Multi- or 2-factor authentication techniques that require more than one device to verify are hard to work around if you’re a fraudster – that’s why they exist. Today the average MFA system will send an SMS to a registered mobile device, linking an online account to the device’s registration. Perhaps because of the obvious friction this presents, the tendency is to rely on the trust generated by a passed MFA for the remainder of the customer journey, no (more) questions asked. But SMS was not designed with security in mind, and even these authentications can be spoofed. Even after the relatively high hurdle of a 2FA or MFA, additional device analytics and IP risk scoring still need to be stacked on top to have the highest security confidence.
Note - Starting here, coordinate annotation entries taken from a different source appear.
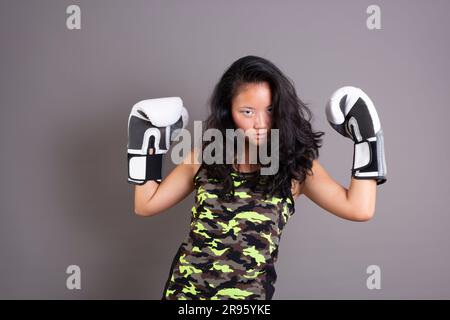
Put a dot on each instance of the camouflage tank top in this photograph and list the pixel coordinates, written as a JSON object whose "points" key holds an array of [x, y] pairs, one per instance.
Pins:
{"points": [[232, 246]]}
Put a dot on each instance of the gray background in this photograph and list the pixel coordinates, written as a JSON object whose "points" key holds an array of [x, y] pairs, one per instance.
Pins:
{"points": [[65, 100]]}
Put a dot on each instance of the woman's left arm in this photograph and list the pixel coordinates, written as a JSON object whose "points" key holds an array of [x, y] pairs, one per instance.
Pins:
{"points": [[357, 203]]}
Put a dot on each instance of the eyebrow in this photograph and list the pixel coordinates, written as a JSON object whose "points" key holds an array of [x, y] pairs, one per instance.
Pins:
{"points": [[253, 108]]}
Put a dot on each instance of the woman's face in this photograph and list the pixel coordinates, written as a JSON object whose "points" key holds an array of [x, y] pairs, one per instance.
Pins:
{"points": [[251, 109]]}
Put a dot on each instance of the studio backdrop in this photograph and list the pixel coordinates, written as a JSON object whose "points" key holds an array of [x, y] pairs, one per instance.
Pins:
{"points": [[72, 70]]}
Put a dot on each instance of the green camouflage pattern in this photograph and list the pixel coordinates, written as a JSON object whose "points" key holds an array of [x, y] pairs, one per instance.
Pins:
{"points": [[232, 246]]}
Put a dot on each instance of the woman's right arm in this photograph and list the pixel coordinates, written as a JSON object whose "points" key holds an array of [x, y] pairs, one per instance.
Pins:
{"points": [[152, 198]]}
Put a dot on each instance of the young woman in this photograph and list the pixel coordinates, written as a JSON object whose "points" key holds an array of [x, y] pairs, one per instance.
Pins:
{"points": [[239, 215]]}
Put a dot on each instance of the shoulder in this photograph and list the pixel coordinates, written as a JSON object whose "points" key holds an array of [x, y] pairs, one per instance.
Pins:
{"points": [[299, 188], [193, 159]]}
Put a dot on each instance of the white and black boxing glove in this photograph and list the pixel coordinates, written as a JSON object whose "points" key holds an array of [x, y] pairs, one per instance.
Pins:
{"points": [[152, 126], [352, 113]]}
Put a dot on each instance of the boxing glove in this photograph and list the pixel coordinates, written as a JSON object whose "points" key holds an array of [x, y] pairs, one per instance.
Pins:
{"points": [[152, 126], [352, 113]]}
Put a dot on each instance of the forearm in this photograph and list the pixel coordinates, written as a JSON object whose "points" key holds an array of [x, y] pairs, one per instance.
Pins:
{"points": [[143, 194], [362, 196]]}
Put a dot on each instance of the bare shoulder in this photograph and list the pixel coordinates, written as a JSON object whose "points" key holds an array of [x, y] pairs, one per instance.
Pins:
{"points": [[193, 160], [299, 188]]}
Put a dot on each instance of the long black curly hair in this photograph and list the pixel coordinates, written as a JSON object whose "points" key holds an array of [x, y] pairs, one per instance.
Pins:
{"points": [[298, 144]]}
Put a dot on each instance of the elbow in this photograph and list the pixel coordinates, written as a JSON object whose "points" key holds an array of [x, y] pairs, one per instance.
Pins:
{"points": [[142, 213], [363, 215]]}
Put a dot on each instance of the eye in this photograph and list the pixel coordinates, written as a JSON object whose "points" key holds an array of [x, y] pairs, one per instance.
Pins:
{"points": [[247, 112]]}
Some security options that are common in ecommerce retail may be applicable to the crypto space as well. Retailers stocking merchandise that is prone to theft – AirPods, for example – often pair digital purchases with liveness checks via phone. Fraud teams in crypto environments should already be well aware of users who complain of being unable to finish a multi-factor authentication process due to being on a mobile device, and be aware of their likely true intentions (bad). Probably suspicious candidates like this seem a good opportunity for such a liveness check in cases where fraud software flags suspiciously large, numerous, or otherwise abnormal transactions.

Why The Friction Is Worth It

Crypto exchanges, like the commodities they deal in, are finicky, and highly susceptible to reputational damage. Incredibly numerous are the examples online of crypto’s volatility, with whole fortunes evaporating in moments.

Blockchain-based currencies have always been fighting against the reputational tide that the currency itself is a bit of a scam. Recent high-profile crypto-implosions, as with 3 Arrows Capital, certainly did nothing to help that.

Thus, as more of the world becomes aware and interested in exchanging crypto and DeFi, stability and dependability will become increasingly valuable marketing assets. Currently, some major crypto markets seem to care little or less about reputational damage, but others are offering their employees payment in bitcoin – a situation that demands stability or a potential workforce revolt. Should models like this become the status quo, the exchanges that stand to profit from holding the funds of crypto-newbies are the ones that go well beyond Travel Rule adherence, and actively defend their borders from fraud that could destabilize not only their own marketplace, but the entire economic landscape.